Song Meaning
This song paints a picture of love as the ultimate, irreplaceable commodity. It opens with a series of rhetorical questions that establish a hierarchy of value, where simple human connection trumps all material or even abstract concepts. The narrator posits that the shared experience of "you and me" is inherently more valuable than anything that can be bought, even suggesting it's "cheaper than free." This framing immediately sets up love as a force that operates outside the realm of economics and conventional desires.
The core tension arises from the contrast between the tangible and the emotional, the external and the internal. While the lyrics list external measures of speed, depth, freedom, and excitement – "fast car," "deep well," "freedom," "high fashion" – they consistently pivot to an internal, relational equivalent.
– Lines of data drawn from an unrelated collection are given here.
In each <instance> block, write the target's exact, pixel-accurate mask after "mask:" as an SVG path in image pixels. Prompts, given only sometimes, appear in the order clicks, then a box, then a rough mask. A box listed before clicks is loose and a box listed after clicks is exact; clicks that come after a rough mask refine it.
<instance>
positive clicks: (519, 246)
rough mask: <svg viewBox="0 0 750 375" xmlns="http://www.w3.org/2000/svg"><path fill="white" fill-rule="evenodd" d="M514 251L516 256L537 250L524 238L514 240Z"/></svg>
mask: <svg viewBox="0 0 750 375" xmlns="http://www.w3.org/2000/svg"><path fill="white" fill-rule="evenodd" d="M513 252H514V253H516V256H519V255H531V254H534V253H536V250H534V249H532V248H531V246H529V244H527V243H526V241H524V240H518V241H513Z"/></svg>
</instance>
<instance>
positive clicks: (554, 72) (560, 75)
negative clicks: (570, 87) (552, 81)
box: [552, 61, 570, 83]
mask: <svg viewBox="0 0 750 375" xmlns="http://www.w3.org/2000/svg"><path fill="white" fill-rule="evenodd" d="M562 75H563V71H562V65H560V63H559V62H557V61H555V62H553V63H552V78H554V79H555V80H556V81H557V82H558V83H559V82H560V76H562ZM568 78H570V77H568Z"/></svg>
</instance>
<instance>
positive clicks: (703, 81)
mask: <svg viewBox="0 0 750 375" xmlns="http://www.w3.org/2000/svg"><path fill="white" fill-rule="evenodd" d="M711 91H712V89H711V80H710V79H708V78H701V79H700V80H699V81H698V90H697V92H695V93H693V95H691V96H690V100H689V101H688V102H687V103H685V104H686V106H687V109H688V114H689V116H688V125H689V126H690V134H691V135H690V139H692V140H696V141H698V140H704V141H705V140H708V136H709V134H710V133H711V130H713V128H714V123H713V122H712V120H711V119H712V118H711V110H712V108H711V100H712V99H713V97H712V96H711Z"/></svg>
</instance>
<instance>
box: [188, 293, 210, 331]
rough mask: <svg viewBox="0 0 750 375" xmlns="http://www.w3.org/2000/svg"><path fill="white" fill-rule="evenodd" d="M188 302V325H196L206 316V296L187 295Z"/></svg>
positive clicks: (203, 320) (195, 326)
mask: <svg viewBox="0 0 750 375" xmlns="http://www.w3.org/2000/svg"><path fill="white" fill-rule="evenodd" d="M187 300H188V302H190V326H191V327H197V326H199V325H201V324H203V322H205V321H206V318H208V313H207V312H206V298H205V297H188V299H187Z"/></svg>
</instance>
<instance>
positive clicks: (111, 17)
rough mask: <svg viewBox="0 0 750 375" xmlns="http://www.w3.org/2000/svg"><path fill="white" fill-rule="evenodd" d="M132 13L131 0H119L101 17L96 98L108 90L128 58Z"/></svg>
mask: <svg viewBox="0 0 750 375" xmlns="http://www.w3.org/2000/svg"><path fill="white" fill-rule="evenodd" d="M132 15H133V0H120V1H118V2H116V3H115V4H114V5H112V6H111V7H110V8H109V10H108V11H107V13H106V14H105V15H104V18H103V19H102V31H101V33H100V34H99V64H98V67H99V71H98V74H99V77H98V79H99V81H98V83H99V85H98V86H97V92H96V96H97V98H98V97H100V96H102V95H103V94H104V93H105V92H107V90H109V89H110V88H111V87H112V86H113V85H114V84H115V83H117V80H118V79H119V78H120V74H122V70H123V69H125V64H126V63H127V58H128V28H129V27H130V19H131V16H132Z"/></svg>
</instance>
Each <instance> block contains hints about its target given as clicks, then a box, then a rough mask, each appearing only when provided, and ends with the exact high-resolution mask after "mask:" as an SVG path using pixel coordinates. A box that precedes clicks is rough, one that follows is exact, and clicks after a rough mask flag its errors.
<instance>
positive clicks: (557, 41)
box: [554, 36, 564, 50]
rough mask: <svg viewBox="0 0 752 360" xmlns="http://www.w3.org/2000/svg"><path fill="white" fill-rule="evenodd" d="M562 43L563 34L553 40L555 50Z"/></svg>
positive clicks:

A "beating heart" surpasses a "fast car," and the feeling of "being needed" is elevated above "freedom." This suggests a profound redefinition of what truly matters, prioritizing emotional fulfillment over worldly achievements or possessions.
The most striking craft element is the insistent, almost incantatory repetition, particularly of "You child, you child" and "Your hand." This isn't just emphasis; it feels like a grounding ritual, a way of anchoring the abstract power of love in specific, tangible moments and a cherished person. The repeated questions, too, create a hypnotic effect, drawing the listener into the narrator's conviction that these simple, shared experiences are the most profound.
Ultimately, the lyrics resonate because they articulate a deeply felt truth: that genuine connection and belonging hold a value that money and external validation can never replicate. The song's power lies in its direct, unadorned assertions, using simple comparisons to build an irrefutable case for the supremacy of love and shared humanity over all else.